Grete le había comprado la cartera a Emilie un mes antes de morir. La niña nunca la habría abandonado allí. El padre la recogió con aprensión. Quizá se estaba equivocando, podía tratarse de la cartera de otro, de un niño más descuidado quizás; es cierto que se parecía, pero todo era posible hasta que él, conteniendo la respiración, levantó la tapa y vio las iniciales en el interior: ES, escritas con la letra grande y angulosa de Emilie. Era su cartera, y ella nunca la habría dejado así tirada.
El hombre del que trataban los papeles de Alvhild Sofienberg se llamaba Aksel Seier y había nacido en 1935. A los quince años había empezado a trabajar de aprendiz de carpintero. Constaban muy pocos datos acerca de la infancia de Aksel: que se mudó de Trondheim a Oslo a los diez años, cuando su padre, al finalizar la guerra, consiguió trabajo en el taller mecánico de Aker. Antes de cumplir la mayoría de edad, el chico ya estaba fichado por tres delitos, aunque ninguno de gran importancia.
—Al menos según los criterios actuales —murmuró Inger Johanne Vik para sí mientras pasaba las hojas crujientes y amarilleadas por el tiempo. En los sumarios de los juicios se mencionaban dos atracos de quioscos y una huida en un coche robado, que fracasó cuando el destartalado Ford se quedó sin gasolina y lo dejó tirado en la calle Moss.

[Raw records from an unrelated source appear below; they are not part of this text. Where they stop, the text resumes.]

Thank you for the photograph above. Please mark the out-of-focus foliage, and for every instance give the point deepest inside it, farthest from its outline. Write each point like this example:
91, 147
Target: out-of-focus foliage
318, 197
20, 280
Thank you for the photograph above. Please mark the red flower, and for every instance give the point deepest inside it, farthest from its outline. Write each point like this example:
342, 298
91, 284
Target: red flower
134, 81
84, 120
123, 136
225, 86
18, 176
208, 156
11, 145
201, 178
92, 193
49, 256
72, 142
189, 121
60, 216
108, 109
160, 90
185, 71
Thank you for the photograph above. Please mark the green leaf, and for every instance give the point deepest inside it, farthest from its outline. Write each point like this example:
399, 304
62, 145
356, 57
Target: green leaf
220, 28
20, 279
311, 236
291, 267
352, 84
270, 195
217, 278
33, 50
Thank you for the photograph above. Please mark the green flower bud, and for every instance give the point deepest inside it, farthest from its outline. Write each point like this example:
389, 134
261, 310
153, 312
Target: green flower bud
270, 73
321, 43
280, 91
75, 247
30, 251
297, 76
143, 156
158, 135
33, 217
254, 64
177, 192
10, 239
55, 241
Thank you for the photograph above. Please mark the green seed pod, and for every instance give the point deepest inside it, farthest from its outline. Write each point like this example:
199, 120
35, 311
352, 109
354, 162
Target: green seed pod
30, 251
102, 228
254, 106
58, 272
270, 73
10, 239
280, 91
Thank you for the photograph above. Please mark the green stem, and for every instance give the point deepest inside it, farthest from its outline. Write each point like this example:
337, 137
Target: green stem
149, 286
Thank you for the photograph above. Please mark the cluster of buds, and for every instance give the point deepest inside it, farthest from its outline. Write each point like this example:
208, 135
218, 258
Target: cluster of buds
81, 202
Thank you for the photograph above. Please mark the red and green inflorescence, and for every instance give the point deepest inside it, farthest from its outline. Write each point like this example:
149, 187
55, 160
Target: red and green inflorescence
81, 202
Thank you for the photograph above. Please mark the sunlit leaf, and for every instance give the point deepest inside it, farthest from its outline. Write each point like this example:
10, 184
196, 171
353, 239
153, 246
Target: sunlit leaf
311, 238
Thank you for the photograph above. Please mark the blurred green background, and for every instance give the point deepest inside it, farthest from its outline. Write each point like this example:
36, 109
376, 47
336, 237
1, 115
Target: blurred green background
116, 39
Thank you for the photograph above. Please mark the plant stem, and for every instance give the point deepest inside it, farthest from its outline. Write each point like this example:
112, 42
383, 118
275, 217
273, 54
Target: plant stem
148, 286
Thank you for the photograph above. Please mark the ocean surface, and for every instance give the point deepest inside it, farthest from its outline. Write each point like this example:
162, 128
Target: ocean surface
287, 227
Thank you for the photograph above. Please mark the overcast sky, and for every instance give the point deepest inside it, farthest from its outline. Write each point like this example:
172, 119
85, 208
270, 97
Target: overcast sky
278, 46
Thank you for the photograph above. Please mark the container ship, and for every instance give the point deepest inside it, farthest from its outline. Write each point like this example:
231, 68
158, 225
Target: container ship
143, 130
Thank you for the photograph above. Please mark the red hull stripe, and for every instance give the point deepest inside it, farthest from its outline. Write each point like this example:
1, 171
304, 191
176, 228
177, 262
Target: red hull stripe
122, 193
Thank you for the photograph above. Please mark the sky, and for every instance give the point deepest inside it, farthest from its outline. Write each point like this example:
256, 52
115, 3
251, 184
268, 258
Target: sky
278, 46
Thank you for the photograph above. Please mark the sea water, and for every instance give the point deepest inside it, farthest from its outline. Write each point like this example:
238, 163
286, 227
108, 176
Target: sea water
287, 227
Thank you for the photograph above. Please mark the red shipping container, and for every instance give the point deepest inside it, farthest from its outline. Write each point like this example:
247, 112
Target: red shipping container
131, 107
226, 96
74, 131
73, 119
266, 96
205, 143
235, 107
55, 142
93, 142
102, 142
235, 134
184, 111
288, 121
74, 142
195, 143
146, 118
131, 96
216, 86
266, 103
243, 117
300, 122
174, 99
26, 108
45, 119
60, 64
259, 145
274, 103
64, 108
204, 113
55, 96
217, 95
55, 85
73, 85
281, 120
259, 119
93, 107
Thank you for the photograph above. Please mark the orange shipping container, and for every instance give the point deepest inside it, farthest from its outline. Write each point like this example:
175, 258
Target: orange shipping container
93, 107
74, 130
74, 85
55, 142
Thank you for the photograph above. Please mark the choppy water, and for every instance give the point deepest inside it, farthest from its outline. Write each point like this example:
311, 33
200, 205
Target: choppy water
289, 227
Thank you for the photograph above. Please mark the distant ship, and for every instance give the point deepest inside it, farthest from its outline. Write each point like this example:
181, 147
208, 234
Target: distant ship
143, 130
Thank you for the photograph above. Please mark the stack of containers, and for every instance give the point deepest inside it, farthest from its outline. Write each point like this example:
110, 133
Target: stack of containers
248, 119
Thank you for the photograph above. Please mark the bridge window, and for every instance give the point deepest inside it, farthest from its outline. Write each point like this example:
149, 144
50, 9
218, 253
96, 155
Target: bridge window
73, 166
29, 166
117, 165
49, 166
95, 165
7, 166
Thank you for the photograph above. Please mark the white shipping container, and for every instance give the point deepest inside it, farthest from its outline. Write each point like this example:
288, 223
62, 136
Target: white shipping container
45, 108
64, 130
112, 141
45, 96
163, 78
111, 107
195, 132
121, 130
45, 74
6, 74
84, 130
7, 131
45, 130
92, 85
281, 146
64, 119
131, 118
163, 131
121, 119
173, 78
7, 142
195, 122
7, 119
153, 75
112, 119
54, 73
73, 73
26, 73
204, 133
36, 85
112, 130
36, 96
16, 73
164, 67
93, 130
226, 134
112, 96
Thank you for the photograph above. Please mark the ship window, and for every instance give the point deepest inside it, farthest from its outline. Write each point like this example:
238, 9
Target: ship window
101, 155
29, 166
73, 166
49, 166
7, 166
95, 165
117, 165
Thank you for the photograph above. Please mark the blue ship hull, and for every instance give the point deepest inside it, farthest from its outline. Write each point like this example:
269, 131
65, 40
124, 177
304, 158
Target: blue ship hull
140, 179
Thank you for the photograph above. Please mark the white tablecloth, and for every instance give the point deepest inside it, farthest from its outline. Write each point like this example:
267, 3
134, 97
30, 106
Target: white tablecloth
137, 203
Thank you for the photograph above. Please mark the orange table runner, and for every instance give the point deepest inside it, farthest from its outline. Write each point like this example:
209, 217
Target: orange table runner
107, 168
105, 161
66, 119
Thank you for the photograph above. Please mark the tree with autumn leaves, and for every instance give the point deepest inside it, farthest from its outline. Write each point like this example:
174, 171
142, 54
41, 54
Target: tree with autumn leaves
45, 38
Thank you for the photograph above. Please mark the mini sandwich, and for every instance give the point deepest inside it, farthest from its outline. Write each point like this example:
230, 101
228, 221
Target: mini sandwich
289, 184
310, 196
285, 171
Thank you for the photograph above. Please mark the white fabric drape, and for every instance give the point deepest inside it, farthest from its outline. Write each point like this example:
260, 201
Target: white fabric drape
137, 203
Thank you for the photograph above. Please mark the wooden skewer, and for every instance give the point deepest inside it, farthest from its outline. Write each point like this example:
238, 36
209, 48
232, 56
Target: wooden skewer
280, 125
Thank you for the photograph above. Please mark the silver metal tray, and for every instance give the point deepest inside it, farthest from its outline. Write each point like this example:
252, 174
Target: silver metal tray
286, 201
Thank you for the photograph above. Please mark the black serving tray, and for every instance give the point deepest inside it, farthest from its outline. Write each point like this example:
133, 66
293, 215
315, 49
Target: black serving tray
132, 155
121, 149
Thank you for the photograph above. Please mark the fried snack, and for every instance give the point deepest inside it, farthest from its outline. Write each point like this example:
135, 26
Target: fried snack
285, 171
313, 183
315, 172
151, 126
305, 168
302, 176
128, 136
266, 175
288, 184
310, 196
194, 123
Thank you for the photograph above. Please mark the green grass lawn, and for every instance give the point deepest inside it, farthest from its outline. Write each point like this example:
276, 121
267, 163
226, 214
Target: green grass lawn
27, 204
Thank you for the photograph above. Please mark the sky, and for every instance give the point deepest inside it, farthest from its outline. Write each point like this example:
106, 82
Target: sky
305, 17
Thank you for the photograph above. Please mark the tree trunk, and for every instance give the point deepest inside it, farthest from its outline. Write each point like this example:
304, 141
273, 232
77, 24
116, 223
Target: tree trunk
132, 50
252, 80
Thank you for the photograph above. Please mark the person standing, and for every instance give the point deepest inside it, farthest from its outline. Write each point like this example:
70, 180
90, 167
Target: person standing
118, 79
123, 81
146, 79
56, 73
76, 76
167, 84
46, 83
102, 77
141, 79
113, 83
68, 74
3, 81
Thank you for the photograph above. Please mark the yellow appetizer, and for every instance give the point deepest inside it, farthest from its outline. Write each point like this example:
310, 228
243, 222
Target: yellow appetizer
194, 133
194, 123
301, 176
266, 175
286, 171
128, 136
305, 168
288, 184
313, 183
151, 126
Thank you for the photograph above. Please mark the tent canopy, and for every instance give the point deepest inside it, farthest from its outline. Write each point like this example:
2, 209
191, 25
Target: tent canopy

Cuando Aksel Seier contaba veintiún años fue detenido por violación y asesinato.
La niña se llamaba Hedvik y no tenía más que ocho años cuando murió. La encontró un empleado de aduanas metida en un saco de arpillera junto al almacén del puerto de Oslo. Estaba desnuda y mutilada. Es cierto que no había pruebas materiales: no se hallaron rastros de sangre ni huellas dactilares ni pisadas ni marcas de otro tipo que vinculasen al autor con la víctima. Pero dos testigos sólidos que aquella madrugada habían salido a realizar una gestión legal lo habían visto cerca del lugar de los hechos.